I found this through a File 770 article as a finalist in the Self-Published Science Fiction Competition, and the story of a gentle robot trying to protect a child in the robot apocalypse sounded oddly uplifting and it turned out to be so. After the robot uprising when his best friend/owner is killed and the hotel he calls home is destroyed, cleanerbot Block leaves Chicago looking for somewhere else he can clean in peace, and maybe find someone he can watch movies and play chess with. What he finds instead is a baby girl, that, for some reason, the superintelligence behind the robot uprising wants. Block has to carry the infant across the country, trying to get to the haven of New Denver, hiding from both humans and AIs alike.

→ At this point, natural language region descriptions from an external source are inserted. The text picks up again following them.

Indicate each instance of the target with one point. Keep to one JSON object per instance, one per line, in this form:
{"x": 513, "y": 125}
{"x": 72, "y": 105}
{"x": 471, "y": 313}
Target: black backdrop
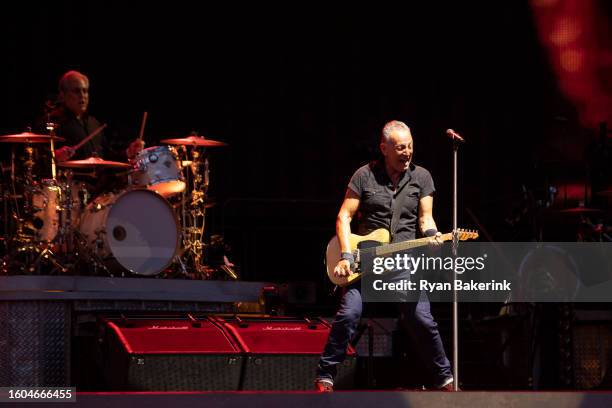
{"x": 300, "y": 93}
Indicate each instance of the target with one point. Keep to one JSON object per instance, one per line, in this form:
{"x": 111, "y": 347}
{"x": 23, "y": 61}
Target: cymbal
{"x": 195, "y": 141}
{"x": 580, "y": 210}
{"x": 94, "y": 162}
{"x": 29, "y": 137}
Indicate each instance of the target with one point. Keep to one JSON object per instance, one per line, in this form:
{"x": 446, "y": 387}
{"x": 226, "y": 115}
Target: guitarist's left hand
{"x": 436, "y": 240}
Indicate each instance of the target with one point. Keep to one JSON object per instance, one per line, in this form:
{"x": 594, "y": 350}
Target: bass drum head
{"x": 142, "y": 232}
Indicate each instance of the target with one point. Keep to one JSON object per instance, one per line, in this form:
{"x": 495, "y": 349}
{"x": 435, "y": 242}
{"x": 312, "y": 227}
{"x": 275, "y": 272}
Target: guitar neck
{"x": 404, "y": 245}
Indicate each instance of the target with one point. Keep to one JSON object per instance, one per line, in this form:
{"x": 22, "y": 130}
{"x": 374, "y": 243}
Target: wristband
{"x": 348, "y": 256}
{"x": 430, "y": 232}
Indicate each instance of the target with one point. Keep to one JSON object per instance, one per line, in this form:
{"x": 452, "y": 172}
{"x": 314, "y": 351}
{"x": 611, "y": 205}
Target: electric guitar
{"x": 380, "y": 239}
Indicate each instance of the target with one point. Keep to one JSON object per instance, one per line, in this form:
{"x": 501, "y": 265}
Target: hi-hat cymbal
{"x": 94, "y": 162}
{"x": 29, "y": 137}
{"x": 195, "y": 141}
{"x": 580, "y": 210}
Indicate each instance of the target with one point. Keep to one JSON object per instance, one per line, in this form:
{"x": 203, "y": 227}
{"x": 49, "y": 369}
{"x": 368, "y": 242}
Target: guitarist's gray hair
{"x": 390, "y": 127}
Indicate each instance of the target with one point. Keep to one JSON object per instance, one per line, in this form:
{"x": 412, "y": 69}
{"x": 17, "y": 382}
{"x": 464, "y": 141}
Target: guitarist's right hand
{"x": 343, "y": 268}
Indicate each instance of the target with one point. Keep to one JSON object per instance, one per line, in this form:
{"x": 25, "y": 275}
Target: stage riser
{"x": 35, "y": 343}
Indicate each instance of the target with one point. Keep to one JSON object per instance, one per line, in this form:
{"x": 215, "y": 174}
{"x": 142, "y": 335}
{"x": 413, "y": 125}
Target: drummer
{"x": 75, "y": 123}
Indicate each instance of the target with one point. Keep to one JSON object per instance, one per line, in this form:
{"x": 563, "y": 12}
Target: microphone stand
{"x": 455, "y": 314}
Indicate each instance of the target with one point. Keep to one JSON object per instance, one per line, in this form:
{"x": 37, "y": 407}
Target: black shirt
{"x": 74, "y": 130}
{"x": 377, "y": 197}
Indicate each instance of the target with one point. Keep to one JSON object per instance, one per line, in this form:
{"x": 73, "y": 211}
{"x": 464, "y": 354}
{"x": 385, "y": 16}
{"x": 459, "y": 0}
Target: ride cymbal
{"x": 194, "y": 141}
{"x": 29, "y": 137}
{"x": 94, "y": 162}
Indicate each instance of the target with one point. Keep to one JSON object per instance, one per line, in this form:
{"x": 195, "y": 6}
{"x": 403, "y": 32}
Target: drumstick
{"x": 88, "y": 138}
{"x": 144, "y": 121}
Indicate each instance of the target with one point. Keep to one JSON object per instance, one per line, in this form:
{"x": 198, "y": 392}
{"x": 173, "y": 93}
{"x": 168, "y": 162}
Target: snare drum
{"x": 158, "y": 168}
{"x": 135, "y": 230}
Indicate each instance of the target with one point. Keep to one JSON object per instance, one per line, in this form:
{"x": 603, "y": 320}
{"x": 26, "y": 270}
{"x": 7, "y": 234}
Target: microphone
{"x": 454, "y": 135}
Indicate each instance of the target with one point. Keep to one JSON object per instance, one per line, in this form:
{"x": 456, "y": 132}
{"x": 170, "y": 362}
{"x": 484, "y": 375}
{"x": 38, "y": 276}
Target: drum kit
{"x": 153, "y": 227}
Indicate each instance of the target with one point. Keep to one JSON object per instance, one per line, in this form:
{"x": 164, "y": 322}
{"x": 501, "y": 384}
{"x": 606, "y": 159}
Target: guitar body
{"x": 379, "y": 238}
{"x": 332, "y": 255}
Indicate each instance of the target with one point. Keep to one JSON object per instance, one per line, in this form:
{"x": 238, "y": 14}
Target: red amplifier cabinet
{"x": 169, "y": 354}
{"x": 282, "y": 353}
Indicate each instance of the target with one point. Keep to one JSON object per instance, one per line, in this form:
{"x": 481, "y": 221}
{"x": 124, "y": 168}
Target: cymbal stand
{"x": 51, "y": 128}
{"x": 193, "y": 231}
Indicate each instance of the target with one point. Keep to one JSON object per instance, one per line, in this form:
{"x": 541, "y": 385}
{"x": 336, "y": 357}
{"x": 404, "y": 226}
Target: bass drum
{"x": 135, "y": 230}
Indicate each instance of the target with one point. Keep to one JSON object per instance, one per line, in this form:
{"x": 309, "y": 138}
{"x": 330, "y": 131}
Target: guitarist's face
{"x": 397, "y": 151}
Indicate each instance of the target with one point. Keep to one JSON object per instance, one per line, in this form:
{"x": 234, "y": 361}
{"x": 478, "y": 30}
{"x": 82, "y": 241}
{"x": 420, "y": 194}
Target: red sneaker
{"x": 324, "y": 386}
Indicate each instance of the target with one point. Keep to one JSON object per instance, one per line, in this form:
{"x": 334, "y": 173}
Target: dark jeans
{"x": 416, "y": 318}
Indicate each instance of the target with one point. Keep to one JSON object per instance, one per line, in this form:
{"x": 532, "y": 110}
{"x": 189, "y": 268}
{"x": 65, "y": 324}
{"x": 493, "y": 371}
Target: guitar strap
{"x": 399, "y": 199}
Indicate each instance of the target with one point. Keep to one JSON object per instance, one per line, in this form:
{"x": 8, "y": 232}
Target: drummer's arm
{"x": 64, "y": 153}
{"x": 134, "y": 148}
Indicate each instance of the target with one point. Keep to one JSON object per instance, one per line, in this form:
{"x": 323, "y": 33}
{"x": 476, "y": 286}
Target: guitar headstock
{"x": 464, "y": 234}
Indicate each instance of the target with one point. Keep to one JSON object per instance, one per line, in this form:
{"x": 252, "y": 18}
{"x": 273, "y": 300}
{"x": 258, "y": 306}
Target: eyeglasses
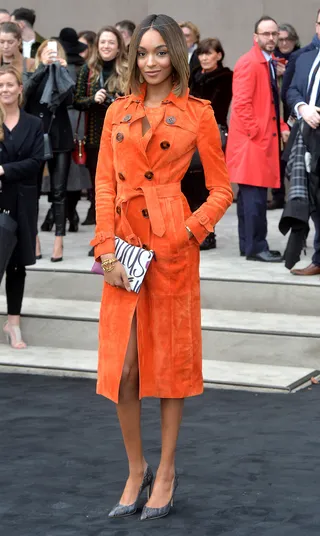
{"x": 284, "y": 39}
{"x": 269, "y": 34}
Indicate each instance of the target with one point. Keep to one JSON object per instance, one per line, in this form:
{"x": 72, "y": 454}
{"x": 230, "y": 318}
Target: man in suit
{"x": 291, "y": 65}
{"x": 303, "y": 97}
{"x": 253, "y": 146}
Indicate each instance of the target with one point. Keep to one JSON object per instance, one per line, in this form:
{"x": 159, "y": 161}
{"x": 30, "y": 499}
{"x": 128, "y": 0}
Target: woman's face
{"x": 209, "y": 60}
{"x": 10, "y": 89}
{"x": 108, "y": 46}
{"x": 153, "y": 58}
{"x": 85, "y": 53}
{"x": 9, "y": 45}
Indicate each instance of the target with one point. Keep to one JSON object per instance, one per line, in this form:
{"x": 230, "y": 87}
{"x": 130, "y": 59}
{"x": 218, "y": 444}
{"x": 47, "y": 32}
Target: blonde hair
{"x": 60, "y": 50}
{"x": 188, "y": 24}
{"x": 9, "y": 69}
{"x": 117, "y": 81}
{"x": 174, "y": 39}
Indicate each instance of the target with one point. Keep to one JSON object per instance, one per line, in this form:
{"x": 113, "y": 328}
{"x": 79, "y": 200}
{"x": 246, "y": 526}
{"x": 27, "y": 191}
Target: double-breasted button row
{"x": 148, "y": 175}
{"x": 164, "y": 145}
{"x": 170, "y": 120}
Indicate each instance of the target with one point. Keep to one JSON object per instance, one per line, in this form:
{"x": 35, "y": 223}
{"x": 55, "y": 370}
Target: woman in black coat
{"x": 21, "y": 154}
{"x": 211, "y": 81}
{"x": 55, "y": 121}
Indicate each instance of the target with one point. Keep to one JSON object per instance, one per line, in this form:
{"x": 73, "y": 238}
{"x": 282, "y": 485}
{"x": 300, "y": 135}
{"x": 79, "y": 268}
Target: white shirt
{"x": 26, "y": 52}
{"x": 315, "y": 88}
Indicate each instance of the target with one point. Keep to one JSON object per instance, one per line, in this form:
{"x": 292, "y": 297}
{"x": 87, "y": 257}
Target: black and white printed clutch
{"x": 135, "y": 260}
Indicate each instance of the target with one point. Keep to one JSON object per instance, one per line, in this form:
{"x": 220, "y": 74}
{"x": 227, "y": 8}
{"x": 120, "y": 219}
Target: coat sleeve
{"x": 29, "y": 167}
{"x": 243, "y": 89}
{"x": 203, "y": 220}
{"x": 105, "y": 193}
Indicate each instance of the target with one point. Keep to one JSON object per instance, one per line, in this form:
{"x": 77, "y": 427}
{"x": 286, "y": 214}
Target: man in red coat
{"x": 253, "y": 147}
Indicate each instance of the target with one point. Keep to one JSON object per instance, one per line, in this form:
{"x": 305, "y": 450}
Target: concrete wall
{"x": 230, "y": 20}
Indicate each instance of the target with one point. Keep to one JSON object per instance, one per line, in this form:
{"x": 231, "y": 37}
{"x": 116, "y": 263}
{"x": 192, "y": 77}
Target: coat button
{"x": 149, "y": 175}
{"x": 171, "y": 120}
{"x": 164, "y": 145}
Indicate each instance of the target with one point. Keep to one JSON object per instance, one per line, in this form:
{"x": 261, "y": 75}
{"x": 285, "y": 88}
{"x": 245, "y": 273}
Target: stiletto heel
{"x": 14, "y": 337}
{"x": 123, "y": 510}
{"x": 156, "y": 513}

I’m not a big fan of post-apocalyptic novels, but this was a lot of fun. Block is a flawed character who makes a lot of mistakes, and, unlike, say, Murderbot, he doesn’t have the skills or the kit to protect himself, at least not without being really inventive.
Nova, the human maybe-soldier he teams up with is an interesting character too, although we see her through Block’s eyes, with his spin on things, and he’s not exactly the most reliable narrator and has a tendency to think the worst (and, let’s be honest, to panic as well). The mystery of why everyone is after the baby is the thread that keeps you going throughout the book, the only explanation coming from one of Block’s pursuers near the end which raises many more questions than it answers.

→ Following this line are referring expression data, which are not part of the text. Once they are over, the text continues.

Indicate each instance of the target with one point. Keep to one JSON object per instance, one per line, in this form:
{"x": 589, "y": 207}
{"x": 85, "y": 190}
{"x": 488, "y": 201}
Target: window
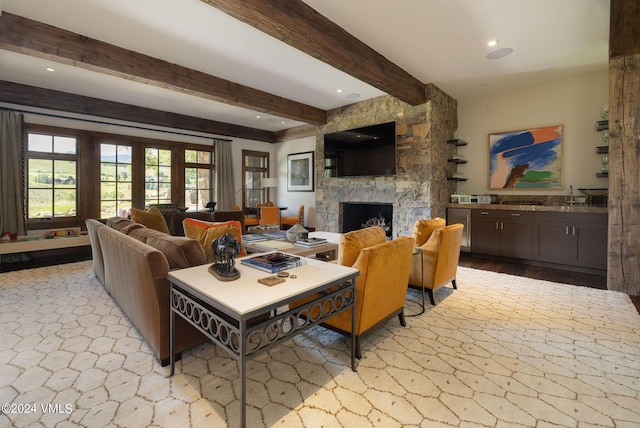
{"x": 115, "y": 180}
{"x": 198, "y": 179}
{"x": 255, "y": 167}
{"x": 52, "y": 176}
{"x": 157, "y": 176}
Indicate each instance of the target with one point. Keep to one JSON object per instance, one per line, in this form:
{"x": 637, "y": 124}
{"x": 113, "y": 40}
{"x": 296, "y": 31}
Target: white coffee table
{"x": 226, "y": 312}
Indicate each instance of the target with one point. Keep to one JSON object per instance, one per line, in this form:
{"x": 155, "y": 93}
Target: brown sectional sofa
{"x": 132, "y": 262}
{"x": 174, "y": 220}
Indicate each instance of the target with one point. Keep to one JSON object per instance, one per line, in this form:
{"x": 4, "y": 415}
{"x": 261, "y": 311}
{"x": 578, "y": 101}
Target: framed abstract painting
{"x": 526, "y": 159}
{"x": 300, "y": 172}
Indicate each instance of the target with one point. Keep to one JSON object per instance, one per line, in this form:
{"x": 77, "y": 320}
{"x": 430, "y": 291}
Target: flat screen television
{"x": 366, "y": 151}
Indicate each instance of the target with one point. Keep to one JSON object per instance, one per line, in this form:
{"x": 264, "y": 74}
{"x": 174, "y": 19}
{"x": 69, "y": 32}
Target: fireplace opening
{"x": 357, "y": 216}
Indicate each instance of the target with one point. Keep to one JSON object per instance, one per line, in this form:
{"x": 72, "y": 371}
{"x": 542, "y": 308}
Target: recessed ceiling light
{"x": 499, "y": 53}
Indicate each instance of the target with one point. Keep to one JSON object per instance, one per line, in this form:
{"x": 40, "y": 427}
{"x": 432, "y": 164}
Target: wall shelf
{"x": 456, "y": 159}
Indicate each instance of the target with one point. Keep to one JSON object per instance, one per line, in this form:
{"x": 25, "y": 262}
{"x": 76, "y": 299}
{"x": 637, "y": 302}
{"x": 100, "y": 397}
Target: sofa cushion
{"x": 174, "y": 220}
{"x": 152, "y": 218}
{"x": 180, "y": 252}
{"x": 118, "y": 223}
{"x": 423, "y": 229}
{"x": 352, "y": 242}
{"x": 206, "y": 232}
{"x": 132, "y": 226}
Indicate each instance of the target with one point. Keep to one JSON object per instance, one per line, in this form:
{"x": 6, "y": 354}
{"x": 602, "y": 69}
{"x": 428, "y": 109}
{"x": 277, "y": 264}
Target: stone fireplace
{"x": 359, "y": 215}
{"x": 419, "y": 189}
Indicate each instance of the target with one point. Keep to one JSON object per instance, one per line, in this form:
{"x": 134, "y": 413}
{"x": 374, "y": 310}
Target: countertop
{"x": 547, "y": 208}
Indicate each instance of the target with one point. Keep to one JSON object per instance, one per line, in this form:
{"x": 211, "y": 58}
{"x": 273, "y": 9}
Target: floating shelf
{"x": 602, "y": 125}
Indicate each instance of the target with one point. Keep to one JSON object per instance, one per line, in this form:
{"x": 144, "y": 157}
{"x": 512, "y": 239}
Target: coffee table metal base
{"x": 245, "y": 337}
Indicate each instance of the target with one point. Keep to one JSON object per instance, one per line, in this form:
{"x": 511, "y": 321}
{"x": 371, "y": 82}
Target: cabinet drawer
{"x": 502, "y": 214}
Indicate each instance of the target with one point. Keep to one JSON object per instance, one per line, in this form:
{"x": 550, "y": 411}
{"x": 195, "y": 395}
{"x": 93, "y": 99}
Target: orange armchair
{"x": 381, "y": 288}
{"x": 290, "y": 221}
{"x": 269, "y": 215}
{"x": 436, "y": 264}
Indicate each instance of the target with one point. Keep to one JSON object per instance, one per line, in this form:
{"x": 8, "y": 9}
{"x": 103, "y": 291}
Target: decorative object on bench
{"x": 436, "y": 264}
{"x": 225, "y": 249}
{"x": 290, "y": 221}
{"x": 152, "y": 218}
{"x": 269, "y": 215}
{"x": 206, "y": 232}
{"x": 297, "y": 232}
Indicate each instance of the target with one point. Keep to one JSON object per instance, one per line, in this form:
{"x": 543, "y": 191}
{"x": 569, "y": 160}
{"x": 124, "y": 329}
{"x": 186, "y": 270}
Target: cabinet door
{"x": 552, "y": 243}
{"x": 485, "y": 235}
{"x": 591, "y": 246}
{"x": 517, "y": 237}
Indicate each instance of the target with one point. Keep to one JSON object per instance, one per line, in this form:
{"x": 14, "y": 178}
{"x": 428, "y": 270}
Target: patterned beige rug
{"x": 501, "y": 351}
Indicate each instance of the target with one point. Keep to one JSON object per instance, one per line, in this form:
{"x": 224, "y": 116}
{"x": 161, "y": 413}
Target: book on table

The worldbuilding is fairly broad-brush but it’s a fast-paced entertaining read. The AIs seem very human in their thought patterns, and while Charlie Stross explained this away in his Saturn’s Children, there’s no explanation here. Even the non-human AIs, such as the smart cars seem to think like humans.
The book ends on a cliffhanger, which is a bit annoying, and I would have liked some more of answers in this book, but it didn’t annoy me enough that I won’t read the next one in the series.